Eles seguem com os cavalos circundando a multidão para chegarem aos fundos do Tribunal, até que Freya olha para o palanque montado no centro da praça, onde havia uma forca com cordas penduradas à espera dos bruxos condenados para serem executados. Olhando mais para o lado ela vê três bruxas sendo arrastadas pelos carrascos com as mãos amarradas atrás das costas e capuz preto cobrindo-lhes a cabeça. Cada uma é direcionada em frente a uma corda, que os carrascos colocam ao redor do pescoço delas e depois retiram-se do palanque.
Ao observar mais atentamente as mulheres de costas prestes a serem enforcadas, Freya reconhece as vestes de Aimée.
- Não - berra ela com os olhos arregalados e a respiração falhando.
O som de sua voz é abafado pela gritaria histérica da multidão vaiando as bruxas e clamando pela execução das mesmas. Freya sente seu corpo todo tremer e uma vertigem tomar conta de si que a faz cair do cavalo derrubando junto no chão o saco de pano com seus pertences, por onde o urso de pelúcia de Aimée rola para fora.
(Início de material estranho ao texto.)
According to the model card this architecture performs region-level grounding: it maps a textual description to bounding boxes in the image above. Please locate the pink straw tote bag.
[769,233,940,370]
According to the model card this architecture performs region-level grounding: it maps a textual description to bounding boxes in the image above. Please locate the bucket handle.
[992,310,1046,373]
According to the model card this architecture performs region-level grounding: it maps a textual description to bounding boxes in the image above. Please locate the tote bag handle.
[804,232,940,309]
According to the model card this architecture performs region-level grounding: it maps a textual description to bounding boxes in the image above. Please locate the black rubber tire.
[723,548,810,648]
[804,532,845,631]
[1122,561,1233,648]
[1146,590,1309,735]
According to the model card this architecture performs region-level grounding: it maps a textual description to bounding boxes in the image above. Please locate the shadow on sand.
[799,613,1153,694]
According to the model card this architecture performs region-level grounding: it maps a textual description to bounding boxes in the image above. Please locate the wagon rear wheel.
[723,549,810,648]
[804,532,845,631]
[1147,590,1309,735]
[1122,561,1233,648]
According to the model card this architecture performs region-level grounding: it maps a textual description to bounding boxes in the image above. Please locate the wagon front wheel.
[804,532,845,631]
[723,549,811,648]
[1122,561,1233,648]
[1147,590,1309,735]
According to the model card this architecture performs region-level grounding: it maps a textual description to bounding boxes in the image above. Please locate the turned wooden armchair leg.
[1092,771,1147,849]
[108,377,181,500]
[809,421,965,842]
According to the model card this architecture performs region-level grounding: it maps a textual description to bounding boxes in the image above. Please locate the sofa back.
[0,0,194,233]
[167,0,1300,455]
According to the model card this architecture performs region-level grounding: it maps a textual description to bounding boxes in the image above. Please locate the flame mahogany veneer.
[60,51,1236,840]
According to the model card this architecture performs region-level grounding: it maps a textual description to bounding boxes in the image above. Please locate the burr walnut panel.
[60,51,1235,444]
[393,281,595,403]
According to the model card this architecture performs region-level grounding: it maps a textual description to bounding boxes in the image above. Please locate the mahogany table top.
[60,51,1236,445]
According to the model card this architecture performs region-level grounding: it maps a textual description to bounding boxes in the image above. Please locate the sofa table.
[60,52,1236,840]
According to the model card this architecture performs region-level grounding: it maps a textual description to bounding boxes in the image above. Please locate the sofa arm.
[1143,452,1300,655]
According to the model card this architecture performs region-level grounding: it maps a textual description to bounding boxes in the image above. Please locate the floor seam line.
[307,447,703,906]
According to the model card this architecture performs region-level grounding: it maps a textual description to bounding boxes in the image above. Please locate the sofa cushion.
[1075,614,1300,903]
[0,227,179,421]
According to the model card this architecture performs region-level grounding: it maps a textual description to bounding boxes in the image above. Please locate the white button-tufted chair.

Adrian apressadamente desmonta de seu animal e cai de joelhos ao lado da bruxa.
- Freya, fala comigo - implora ele colocando a cabeça dela em seu colo.
- Aimée - murmura ela abrindo os olhos e sentando-se -, ela está ali. - Freya aponta com o indicador na direção do palanque.
Adrian olha para as bruxas de costas com as cordas no pescoço e ouve ao longe a voz do Bispo ordenando a execução.
- Chegamos tarde - diz ele segurando-a pelos pulsos -, não há mais tempo.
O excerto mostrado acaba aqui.